2. Port From Another Library, Project, or Paper

  1. Create a strict source-to-target mapping before coding:
  • dataset rows and splits
  • prompt rendering and role ordering
  • tool I/O schema and stop logic
  • scoring math and aggregation
  • pass/fail thresholds and special cases
  1. Preserve one-to-one logical equivalence for what the model sees and what gets scored.
  2. Never invent unresolved formatting decisions. Ask the user to decide explicitly.
  3. Benchmark runtime and remove avoidable bottlenecks before handoff.

3. Start From Hub Environment

  1. Install or pull the closest baseline:
bash
prime env install owner/name
prime env pull owner/name -t ./tmp-env
  1. Keep proven interfaces stable unless a migration is deliberate and explicit.
  2. Re-run smoke evals after each major change.
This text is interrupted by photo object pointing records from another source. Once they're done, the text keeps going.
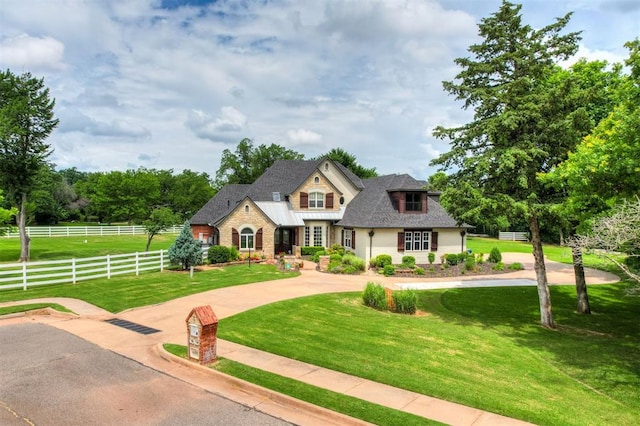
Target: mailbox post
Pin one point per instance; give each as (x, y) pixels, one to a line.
(202, 329)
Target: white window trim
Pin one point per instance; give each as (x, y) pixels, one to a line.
(313, 204)
(419, 239)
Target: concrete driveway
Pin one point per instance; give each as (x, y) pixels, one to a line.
(51, 377)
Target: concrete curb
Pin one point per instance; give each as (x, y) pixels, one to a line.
(322, 415)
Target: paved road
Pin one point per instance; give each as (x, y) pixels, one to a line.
(51, 377)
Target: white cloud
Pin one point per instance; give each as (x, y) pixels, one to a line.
(172, 88)
(227, 127)
(303, 137)
(26, 52)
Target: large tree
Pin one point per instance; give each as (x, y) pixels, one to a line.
(248, 163)
(26, 121)
(523, 125)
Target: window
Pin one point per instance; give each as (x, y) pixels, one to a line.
(417, 240)
(413, 202)
(316, 200)
(348, 237)
(246, 239)
(317, 236)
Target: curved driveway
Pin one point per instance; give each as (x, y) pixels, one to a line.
(169, 317)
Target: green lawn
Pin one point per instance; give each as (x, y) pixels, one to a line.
(478, 347)
(130, 291)
(57, 248)
(30, 307)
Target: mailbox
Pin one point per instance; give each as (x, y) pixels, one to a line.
(202, 329)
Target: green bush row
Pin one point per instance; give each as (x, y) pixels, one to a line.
(222, 254)
(404, 301)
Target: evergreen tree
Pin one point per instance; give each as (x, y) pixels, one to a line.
(524, 125)
(186, 250)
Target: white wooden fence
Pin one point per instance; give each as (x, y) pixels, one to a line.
(514, 236)
(71, 231)
(30, 274)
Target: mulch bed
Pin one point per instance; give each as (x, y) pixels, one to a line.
(485, 268)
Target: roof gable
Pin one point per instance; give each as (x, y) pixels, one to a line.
(373, 206)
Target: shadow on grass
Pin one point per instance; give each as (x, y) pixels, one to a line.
(601, 348)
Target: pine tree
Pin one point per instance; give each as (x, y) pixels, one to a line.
(186, 250)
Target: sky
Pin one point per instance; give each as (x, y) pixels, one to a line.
(171, 84)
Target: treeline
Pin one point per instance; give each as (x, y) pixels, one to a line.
(71, 195)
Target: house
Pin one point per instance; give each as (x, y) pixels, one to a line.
(299, 203)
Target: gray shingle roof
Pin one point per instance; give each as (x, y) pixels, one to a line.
(373, 207)
(220, 205)
(284, 176)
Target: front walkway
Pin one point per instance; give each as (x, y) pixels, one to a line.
(170, 318)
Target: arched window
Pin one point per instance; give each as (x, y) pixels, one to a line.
(316, 200)
(246, 239)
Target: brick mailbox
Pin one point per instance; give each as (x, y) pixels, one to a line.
(202, 329)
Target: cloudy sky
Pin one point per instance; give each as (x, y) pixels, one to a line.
(170, 84)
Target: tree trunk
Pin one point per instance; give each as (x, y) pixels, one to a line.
(581, 282)
(22, 229)
(546, 315)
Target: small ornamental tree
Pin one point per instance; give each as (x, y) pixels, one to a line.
(186, 250)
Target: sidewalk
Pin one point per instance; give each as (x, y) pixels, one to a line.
(170, 318)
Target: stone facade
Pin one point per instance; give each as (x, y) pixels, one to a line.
(247, 214)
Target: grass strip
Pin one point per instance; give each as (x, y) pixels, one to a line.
(130, 291)
(478, 347)
(32, 306)
(344, 404)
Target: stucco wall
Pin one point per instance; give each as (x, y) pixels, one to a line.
(385, 241)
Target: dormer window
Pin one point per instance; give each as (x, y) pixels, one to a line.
(316, 200)
(413, 202)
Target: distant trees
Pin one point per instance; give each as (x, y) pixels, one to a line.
(248, 163)
(341, 156)
(26, 121)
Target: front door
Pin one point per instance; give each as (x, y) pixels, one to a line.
(283, 240)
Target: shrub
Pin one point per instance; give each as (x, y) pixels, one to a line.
(310, 250)
(316, 256)
(374, 296)
(218, 254)
(405, 301)
(382, 260)
(495, 256)
(498, 266)
(185, 251)
(452, 259)
(356, 262)
(389, 270)
(470, 263)
(409, 261)
(336, 249)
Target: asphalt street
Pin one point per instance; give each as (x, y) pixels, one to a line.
(51, 377)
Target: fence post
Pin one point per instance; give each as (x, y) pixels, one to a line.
(24, 275)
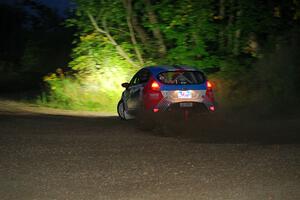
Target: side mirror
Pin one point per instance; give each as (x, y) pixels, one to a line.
(125, 85)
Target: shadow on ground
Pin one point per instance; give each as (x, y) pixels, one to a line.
(218, 130)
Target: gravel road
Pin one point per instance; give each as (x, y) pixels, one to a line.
(50, 154)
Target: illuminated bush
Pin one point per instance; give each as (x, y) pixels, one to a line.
(95, 83)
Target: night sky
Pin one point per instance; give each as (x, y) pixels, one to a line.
(60, 5)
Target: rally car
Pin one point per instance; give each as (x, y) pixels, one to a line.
(165, 89)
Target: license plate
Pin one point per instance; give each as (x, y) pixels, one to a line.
(185, 94)
(186, 105)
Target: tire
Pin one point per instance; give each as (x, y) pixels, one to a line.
(121, 110)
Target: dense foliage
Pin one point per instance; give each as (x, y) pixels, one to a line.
(247, 40)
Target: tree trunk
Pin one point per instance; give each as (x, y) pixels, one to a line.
(140, 31)
(105, 31)
(221, 18)
(128, 7)
(156, 31)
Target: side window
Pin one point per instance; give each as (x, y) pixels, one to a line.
(141, 77)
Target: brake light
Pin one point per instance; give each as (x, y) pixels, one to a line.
(212, 108)
(209, 85)
(209, 92)
(155, 86)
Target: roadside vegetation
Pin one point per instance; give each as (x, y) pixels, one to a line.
(254, 44)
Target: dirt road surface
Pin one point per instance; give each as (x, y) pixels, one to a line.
(50, 154)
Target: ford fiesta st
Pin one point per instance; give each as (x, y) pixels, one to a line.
(164, 89)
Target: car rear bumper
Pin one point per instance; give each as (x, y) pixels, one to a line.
(196, 107)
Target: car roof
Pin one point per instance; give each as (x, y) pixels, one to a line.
(158, 69)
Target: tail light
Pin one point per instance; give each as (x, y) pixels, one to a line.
(209, 85)
(209, 91)
(152, 95)
(155, 86)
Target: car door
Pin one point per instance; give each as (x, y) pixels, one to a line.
(135, 90)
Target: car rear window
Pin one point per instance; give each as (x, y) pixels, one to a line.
(181, 77)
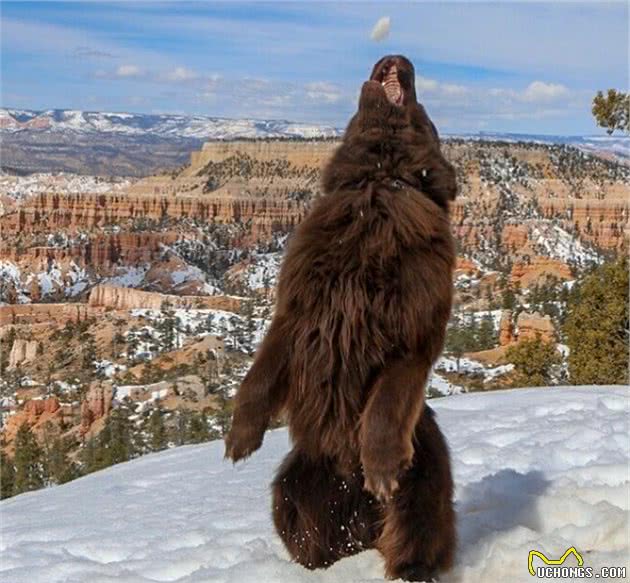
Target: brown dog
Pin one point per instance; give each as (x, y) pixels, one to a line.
(363, 299)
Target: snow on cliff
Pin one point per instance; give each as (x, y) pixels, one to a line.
(542, 469)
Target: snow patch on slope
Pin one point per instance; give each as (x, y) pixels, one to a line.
(543, 469)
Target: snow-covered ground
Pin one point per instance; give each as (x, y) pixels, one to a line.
(542, 469)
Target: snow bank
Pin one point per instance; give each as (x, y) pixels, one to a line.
(540, 469)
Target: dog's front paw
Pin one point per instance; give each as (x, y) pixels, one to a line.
(242, 441)
(382, 471)
(381, 485)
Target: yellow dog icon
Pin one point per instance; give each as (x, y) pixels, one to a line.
(571, 550)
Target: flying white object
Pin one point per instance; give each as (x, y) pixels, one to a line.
(381, 29)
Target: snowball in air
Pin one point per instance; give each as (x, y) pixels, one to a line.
(381, 29)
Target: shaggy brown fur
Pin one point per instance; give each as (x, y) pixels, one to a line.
(363, 299)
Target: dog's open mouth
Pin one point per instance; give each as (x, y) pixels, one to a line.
(390, 83)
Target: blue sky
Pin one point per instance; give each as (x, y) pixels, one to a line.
(503, 66)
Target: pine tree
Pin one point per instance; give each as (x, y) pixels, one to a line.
(168, 327)
(486, 336)
(88, 351)
(597, 326)
(118, 442)
(612, 111)
(7, 476)
(157, 430)
(455, 341)
(534, 362)
(198, 430)
(28, 462)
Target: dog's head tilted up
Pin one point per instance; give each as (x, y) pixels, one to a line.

Non-Negotiable Quality Rules

  1. Use deterministic, well-defined reward checks or LLM judges.
  2. Avoid best-effort deterministic heuristics such as keyword style checks except as an explicit last resort with user sign-off.
  3. Make environments self-contained after install. Do not require users to run background servers before load_environment().
  4. Manage external resources inside the environment lifecycle.
  5. Validate required secrets in load_environment() via vf.ensure_keys(...).
  6. Surface feature limits directly. Do not ship hacky workarounds without explicit user approval.

Verification Gate

Run these before claiming completion:

bash
prime env install my-env
prime eval run my-env -m gpt-4.1-mini -n 5
prime eval run my-env -m gpt-4.1-mini -n 50 -r 1 -s

If multi-turn or tool-heavy, also run with higher rollouts:

bash
prime eval run my-env -m gpt-4.1-mini -n 30 -r 3 -s

Publish Gate Before Large Evals Or Training

  1. After smoke tests pass and behavior is stable, recommend pushing to Hub before large evals or RL training.
  2. Ask the user explicitly whether visibility should be PUBLIC or PRIVATE.
  3. Use:
bash
prime env push --path ./environments/my_env --visibility PUBLIC

or

bash
prime env push --path ./environments/my_env --visibility PRIVATE
  1. For hosted or large-scale workflows, prefer running with the Hub slug after push:
bash
prime eval run owner/my-env -m gpt-4.1-mini -n 200 -r 3 -s

Deliverable Format

Report:

  1. Environment ID and path.
  2. Exact install and eval commands used.
  3. Port-equivalence notes if migrated.
  4. Any unresolved user decisions that block strict fidelity.